While covering the red carpet, we got a chance to talk with Underworld creator and Sleepy Hollow executive-producer Len Wiseman. During our chat, Wiseman told use about his exciting new scifi action film, Black Chapter and reveals its connections to the secret real-life history of the CIA. Plus, he talks about rejuvenating established properties, the hardest part of filming Total Recall, why he loves blowing up helicopters, his teenage Die Hard knockoff and more.
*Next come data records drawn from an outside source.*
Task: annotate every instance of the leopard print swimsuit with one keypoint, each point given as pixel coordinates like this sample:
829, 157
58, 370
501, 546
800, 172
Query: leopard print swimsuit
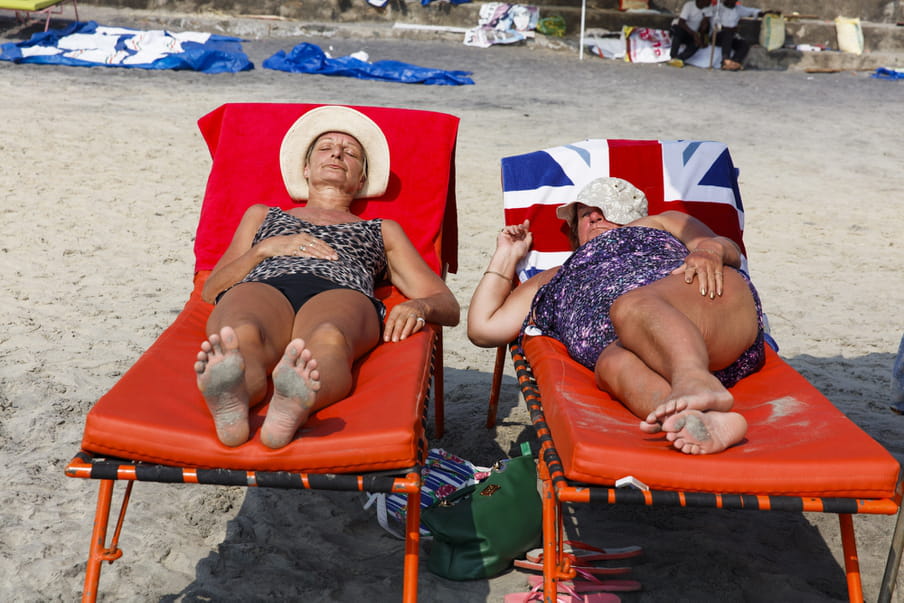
362, 254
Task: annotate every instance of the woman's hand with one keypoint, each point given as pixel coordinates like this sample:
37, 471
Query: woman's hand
406, 318
299, 245
707, 265
515, 240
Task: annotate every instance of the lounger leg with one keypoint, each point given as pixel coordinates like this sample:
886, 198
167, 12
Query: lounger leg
412, 547
98, 540
439, 402
98, 551
495, 387
894, 560
851, 561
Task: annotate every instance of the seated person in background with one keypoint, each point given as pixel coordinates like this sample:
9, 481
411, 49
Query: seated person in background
295, 289
689, 31
725, 18
654, 305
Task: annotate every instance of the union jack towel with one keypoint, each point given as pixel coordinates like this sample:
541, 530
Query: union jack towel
697, 177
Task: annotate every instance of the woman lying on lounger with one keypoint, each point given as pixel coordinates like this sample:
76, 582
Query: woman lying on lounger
294, 290
654, 305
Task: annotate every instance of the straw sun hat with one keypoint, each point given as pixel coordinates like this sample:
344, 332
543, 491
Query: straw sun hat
333, 118
619, 200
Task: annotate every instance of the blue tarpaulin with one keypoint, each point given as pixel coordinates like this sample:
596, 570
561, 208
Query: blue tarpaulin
89, 44
888, 74
310, 58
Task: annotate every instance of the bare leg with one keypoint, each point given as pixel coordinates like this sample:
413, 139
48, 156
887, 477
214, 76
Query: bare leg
247, 331
331, 331
621, 373
221, 379
682, 336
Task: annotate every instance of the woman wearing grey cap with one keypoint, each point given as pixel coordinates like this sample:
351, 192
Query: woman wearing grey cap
654, 304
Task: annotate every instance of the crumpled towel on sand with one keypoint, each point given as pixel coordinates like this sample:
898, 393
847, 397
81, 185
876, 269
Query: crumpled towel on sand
310, 58
89, 45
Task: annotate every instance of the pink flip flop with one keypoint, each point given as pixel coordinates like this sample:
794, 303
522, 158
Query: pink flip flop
589, 584
590, 569
581, 552
565, 595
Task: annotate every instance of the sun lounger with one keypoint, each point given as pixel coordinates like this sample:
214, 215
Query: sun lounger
800, 453
153, 424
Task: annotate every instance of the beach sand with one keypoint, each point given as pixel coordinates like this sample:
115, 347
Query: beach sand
103, 171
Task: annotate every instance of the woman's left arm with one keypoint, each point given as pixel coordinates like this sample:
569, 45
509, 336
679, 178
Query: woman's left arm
429, 298
708, 252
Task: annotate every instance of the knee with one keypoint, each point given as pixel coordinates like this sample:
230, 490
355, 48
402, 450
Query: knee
629, 307
609, 364
327, 334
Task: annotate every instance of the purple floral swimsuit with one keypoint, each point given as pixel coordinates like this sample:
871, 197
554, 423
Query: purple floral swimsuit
573, 306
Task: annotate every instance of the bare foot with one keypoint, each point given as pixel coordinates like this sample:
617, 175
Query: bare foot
696, 432
295, 384
221, 379
702, 392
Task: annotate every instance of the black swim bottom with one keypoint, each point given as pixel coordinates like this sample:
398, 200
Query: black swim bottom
299, 288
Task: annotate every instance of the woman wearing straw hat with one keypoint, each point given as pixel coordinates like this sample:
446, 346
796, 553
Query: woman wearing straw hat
294, 289
654, 305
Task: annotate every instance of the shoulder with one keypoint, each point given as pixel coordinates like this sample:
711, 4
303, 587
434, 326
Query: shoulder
393, 234
257, 211
391, 229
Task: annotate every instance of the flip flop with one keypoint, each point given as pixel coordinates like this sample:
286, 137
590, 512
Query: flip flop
566, 595
581, 552
589, 584
590, 569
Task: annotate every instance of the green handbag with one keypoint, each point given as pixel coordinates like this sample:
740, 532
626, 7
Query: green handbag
479, 530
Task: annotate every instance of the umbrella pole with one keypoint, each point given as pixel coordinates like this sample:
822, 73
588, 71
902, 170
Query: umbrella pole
583, 15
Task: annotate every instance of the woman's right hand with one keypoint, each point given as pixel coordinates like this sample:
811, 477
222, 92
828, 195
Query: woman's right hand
299, 245
515, 240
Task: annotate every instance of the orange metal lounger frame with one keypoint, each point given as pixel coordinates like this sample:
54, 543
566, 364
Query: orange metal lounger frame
46, 7
153, 424
589, 440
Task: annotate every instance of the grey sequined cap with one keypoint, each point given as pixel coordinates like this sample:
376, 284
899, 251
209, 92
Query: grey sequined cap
619, 200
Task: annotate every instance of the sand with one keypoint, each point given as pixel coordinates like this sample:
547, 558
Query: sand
102, 176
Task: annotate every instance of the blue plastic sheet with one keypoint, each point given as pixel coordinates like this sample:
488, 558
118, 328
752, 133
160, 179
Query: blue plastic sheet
310, 58
89, 45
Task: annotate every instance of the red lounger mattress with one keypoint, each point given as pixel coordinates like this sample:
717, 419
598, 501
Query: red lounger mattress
798, 443
155, 412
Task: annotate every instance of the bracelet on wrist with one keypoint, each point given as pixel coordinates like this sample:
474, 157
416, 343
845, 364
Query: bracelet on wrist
703, 249
499, 274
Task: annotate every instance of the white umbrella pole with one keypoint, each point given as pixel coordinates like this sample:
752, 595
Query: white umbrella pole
583, 13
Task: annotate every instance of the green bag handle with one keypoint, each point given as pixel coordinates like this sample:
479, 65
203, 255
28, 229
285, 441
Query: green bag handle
468, 490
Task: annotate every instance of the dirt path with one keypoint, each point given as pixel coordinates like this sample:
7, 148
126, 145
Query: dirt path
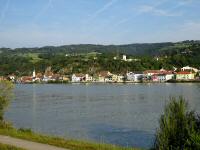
27, 144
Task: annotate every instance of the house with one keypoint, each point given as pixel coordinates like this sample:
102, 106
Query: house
135, 76
12, 78
159, 78
37, 77
78, 77
105, 76
120, 78
188, 68
26, 79
124, 57
88, 78
185, 75
64, 78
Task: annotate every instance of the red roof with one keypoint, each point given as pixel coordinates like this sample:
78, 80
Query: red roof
183, 72
159, 71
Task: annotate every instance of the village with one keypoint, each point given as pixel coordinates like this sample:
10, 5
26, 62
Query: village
186, 73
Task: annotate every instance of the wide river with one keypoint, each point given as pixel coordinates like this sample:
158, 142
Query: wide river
122, 114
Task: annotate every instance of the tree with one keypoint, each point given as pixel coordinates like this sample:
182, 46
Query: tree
177, 127
6, 88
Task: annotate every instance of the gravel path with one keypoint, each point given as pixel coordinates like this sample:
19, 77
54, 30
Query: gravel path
27, 144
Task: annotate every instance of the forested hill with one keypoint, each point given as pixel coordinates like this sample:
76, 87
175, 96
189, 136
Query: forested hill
150, 49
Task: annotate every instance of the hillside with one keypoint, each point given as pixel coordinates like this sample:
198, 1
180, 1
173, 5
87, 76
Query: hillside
94, 58
151, 49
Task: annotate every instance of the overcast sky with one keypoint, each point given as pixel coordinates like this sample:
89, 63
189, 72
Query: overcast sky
33, 23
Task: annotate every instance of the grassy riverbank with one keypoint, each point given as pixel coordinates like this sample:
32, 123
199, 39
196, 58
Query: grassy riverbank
56, 141
9, 147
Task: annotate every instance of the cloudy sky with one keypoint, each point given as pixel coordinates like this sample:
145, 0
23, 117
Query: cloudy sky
32, 23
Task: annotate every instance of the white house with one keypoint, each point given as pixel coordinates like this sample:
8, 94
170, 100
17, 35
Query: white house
88, 78
78, 77
135, 76
188, 68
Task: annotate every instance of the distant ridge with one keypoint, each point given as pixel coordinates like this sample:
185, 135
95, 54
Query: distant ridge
131, 49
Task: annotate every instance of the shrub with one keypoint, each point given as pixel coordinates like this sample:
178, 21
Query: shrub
178, 127
6, 88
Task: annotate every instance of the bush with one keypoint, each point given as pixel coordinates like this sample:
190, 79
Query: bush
178, 127
6, 88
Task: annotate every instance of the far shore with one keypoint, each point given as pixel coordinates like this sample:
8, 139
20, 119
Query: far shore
126, 82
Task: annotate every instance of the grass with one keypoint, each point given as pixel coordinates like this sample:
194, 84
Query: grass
9, 147
27, 134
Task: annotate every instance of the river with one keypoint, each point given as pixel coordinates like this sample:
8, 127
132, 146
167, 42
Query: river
122, 114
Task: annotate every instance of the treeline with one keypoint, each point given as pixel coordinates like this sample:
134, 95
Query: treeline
23, 61
129, 49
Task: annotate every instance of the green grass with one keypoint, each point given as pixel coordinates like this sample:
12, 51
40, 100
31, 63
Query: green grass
33, 56
27, 134
9, 147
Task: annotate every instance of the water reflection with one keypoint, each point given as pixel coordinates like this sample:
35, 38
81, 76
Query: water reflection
111, 113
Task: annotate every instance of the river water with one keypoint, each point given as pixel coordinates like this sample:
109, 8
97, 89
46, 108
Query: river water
122, 114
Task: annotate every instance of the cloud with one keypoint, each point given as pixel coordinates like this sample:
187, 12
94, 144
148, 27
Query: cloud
3, 13
44, 9
103, 9
158, 12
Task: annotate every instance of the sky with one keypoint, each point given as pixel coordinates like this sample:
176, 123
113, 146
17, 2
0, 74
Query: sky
36, 23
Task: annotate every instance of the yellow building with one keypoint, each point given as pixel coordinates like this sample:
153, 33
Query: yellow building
184, 75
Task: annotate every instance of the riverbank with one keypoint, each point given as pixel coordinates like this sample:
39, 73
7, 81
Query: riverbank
27, 134
9, 147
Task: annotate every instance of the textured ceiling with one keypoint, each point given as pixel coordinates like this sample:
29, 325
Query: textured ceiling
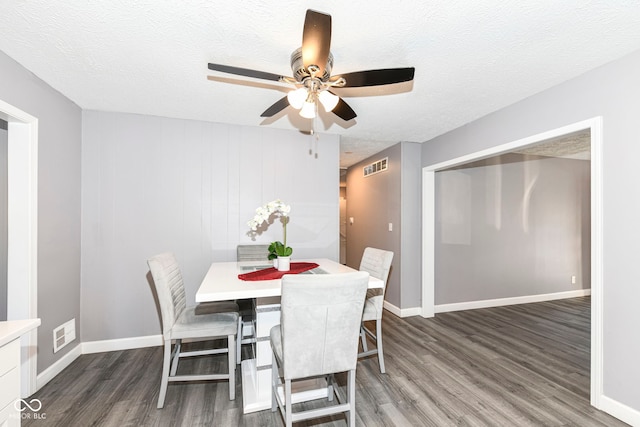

Back in April, we reported that Wiseman was set to direct Black Chapter. Details on the project are scant because Wiseman and screenwriter Zak Penn are still hashing out the script for a possible shoot later this year, but we did get a little bit more than Wiseman’s original logline saying, "it’s scifi, but it’s rooted in own own history with our CIA’s MKULTRA program back in the ‘70s. So it’s dealing with astral projection and a group that is utilizing paranormal actives for military operations."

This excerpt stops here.